Rogato retired from the civil service in 1980, having attained the position of Sports and Tourism section chief for technical division, but continued to fly until four years before her death. It is said she only stopped flying because she could break no further barriers without a more powerful plane. From 1980 until 1986, Rogato served as the director of the Museum of Aeronautics and Space of São Paulo and also as president of the Santos Dumont Foundation.

==Death and legacy==
Rogato died on 15 November 1986, in São Paulo and her body was laid in state at the Museum of Aeronautics. She was buried in the Santana Cemetery of São Paulo after a special "squadron of smoke" tribute. Rogato was the first woman to receive the National Commendation of Aeronautical Merit, with the rank of knight. She also became the first woman Wing Commander in the Brazilian Air Force and the title of Pilot in Honoris Causa by the Brazilian Air Force. The government of Chile decorated her as a meritorious Grand Officer of the Order of Bernardo O'Higgins in 1951. In 1952, she received commemorative wings from the Bolivian Air Force for her flight to La Paz. Rogato was also decorated with the wings of the Colombian Air Force and in 1954 received The Paul Tissandier Diploma of Merits in Aviation from the French organization, Aeronautics International.

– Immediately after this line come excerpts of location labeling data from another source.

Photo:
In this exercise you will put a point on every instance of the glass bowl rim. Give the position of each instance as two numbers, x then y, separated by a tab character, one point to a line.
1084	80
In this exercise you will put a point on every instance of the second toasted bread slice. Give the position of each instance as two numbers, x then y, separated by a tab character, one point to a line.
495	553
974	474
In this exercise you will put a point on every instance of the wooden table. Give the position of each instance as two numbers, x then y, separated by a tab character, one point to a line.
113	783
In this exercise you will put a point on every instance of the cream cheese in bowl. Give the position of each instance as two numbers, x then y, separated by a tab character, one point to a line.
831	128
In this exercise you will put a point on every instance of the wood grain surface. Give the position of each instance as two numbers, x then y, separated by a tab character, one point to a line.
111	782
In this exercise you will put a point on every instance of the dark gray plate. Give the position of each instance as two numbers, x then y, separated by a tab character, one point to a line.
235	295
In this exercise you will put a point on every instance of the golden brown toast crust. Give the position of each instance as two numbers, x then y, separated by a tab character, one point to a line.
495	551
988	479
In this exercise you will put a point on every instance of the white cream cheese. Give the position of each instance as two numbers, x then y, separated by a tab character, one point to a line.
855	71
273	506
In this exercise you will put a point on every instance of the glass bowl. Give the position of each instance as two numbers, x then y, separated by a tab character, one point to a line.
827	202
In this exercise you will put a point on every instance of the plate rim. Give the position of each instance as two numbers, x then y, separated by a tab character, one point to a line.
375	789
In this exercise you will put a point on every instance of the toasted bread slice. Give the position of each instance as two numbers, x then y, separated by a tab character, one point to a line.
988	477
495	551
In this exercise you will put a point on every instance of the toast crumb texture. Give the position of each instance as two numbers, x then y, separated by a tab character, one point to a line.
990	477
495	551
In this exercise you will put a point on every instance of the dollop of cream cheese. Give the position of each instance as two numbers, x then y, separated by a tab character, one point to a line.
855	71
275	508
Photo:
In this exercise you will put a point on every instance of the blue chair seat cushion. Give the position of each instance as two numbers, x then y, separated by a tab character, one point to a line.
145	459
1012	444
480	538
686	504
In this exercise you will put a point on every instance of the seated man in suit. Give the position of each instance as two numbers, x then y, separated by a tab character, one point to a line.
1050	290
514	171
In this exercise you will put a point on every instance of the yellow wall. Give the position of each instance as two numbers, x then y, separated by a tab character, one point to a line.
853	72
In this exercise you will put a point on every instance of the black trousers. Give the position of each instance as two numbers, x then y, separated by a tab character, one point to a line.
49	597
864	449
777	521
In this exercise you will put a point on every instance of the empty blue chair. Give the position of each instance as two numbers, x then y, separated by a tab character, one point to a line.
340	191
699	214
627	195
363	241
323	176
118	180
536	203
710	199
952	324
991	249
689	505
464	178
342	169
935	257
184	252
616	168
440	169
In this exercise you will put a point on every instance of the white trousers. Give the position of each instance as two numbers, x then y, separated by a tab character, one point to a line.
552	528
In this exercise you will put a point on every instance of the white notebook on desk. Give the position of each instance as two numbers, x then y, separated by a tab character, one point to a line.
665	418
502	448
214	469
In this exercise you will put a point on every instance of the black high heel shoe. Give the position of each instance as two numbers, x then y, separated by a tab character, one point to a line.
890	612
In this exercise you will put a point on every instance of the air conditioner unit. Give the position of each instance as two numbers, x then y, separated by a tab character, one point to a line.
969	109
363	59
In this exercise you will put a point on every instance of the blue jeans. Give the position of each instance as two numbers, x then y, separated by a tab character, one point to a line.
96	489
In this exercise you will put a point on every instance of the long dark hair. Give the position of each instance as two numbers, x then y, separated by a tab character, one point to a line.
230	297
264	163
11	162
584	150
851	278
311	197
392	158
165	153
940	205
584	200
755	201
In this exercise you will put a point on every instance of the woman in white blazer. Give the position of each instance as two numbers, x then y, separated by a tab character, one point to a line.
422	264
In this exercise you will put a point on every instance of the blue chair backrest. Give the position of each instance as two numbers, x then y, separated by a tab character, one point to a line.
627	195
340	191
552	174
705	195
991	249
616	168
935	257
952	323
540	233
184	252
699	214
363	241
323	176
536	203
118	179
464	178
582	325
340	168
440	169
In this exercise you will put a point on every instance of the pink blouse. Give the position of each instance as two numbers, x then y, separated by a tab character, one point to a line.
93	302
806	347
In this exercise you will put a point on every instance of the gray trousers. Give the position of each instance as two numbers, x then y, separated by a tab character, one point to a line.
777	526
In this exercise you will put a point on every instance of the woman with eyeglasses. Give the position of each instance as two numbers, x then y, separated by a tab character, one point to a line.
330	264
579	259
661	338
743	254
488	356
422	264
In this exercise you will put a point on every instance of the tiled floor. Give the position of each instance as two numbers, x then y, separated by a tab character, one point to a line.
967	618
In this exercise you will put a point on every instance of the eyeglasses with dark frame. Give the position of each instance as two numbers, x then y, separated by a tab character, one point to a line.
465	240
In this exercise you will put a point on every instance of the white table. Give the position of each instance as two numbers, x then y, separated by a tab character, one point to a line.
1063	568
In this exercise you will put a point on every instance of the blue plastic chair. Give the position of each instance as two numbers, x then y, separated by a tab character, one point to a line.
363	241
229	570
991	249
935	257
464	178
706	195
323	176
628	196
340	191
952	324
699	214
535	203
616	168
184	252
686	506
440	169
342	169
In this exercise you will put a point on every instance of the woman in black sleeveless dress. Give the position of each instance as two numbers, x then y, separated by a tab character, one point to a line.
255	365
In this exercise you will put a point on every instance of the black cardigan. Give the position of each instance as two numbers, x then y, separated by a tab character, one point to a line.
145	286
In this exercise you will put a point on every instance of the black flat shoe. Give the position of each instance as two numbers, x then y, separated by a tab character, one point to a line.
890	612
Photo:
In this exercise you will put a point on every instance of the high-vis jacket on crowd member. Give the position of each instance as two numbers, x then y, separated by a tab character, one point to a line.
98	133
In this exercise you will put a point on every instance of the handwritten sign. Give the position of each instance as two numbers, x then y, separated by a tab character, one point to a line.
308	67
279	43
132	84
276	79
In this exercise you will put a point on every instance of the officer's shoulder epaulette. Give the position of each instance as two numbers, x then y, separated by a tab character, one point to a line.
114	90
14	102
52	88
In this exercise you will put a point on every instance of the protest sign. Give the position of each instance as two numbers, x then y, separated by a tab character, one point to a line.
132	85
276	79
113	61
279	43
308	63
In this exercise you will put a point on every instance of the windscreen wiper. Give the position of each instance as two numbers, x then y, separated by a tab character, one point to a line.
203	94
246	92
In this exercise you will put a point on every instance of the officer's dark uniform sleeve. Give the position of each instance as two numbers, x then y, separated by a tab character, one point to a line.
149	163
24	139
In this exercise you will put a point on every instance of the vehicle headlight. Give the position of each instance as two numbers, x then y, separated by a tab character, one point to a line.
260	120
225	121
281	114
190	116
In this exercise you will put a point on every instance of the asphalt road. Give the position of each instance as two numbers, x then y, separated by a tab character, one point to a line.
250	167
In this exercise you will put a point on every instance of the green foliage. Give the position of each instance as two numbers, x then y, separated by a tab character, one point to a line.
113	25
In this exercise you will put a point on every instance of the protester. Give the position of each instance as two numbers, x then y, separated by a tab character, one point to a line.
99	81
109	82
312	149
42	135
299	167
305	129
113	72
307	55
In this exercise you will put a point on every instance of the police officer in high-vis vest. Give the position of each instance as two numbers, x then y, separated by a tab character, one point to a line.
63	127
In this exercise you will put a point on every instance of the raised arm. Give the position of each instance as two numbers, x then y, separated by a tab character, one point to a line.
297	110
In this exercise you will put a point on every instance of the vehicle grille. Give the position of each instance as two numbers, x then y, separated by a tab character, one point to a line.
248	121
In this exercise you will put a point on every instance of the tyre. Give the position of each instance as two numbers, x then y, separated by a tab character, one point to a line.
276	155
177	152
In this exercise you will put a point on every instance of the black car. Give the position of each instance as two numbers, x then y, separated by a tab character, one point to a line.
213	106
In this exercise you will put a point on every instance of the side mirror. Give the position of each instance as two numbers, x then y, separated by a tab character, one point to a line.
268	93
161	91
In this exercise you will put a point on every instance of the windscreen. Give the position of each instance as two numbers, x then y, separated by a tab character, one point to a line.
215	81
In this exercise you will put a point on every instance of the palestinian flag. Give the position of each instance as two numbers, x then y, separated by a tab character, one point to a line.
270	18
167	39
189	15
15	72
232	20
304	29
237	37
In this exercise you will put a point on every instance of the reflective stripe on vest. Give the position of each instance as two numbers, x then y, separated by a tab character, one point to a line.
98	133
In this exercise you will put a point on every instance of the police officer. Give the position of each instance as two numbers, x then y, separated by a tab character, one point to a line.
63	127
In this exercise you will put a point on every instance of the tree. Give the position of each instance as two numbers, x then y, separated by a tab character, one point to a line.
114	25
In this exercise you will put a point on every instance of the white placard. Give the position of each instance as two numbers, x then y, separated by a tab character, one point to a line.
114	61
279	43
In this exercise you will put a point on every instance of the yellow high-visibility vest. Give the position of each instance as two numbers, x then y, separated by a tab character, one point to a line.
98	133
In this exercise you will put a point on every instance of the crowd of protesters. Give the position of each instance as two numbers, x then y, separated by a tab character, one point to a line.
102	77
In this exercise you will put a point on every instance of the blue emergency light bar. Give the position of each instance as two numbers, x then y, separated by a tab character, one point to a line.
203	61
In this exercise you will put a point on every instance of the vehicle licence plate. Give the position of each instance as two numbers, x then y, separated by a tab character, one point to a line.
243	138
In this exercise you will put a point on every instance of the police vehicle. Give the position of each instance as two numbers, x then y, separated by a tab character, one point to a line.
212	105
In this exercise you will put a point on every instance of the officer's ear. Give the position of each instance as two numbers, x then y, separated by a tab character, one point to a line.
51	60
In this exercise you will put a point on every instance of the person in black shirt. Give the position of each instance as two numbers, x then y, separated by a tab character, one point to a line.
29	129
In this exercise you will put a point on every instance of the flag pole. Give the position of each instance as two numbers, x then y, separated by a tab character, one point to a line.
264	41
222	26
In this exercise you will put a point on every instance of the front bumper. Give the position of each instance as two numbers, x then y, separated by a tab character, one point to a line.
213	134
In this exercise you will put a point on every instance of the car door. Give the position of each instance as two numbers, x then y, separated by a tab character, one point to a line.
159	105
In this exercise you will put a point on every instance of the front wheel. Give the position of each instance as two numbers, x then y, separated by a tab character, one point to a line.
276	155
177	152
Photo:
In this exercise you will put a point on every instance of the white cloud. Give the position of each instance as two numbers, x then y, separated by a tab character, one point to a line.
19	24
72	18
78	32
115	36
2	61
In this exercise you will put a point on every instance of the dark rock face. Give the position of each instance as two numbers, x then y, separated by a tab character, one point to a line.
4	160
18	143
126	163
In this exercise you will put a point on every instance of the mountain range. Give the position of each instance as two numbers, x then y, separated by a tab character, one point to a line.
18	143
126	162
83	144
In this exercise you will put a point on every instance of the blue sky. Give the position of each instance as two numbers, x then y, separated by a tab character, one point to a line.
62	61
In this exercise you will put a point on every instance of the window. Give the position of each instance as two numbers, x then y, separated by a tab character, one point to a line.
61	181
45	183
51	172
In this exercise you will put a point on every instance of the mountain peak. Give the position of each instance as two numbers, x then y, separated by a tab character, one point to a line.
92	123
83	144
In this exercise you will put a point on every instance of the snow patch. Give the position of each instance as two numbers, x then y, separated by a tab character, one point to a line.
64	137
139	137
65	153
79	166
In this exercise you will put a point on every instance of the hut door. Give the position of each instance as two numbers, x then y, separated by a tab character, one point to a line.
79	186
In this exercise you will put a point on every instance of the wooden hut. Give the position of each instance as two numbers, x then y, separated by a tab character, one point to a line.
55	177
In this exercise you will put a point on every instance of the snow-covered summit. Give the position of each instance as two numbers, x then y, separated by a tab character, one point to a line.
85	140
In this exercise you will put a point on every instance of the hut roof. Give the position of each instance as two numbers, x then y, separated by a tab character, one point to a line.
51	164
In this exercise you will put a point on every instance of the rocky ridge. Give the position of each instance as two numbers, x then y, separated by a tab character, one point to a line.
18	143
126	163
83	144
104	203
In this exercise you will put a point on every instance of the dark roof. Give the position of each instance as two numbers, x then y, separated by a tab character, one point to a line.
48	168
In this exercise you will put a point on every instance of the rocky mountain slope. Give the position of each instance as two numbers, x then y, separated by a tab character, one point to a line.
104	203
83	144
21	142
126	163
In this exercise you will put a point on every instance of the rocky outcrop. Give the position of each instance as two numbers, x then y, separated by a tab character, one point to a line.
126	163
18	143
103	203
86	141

There is a street in Ribeirão Preto named in her honor and a town square in Lapa which bears her name. In 2000, a stamp was issued by the Brazilian Post Office to commemorate her flight over the Andes. In 2011, the Brazilian writer, Lucita Briza, published a biography of Rogato's life, Ada—Mulher, pioneira, aviadora with C&R Editorial. Rogato's medals and her Cessna have been on display at the TAM Museum in São Carlos since 2012.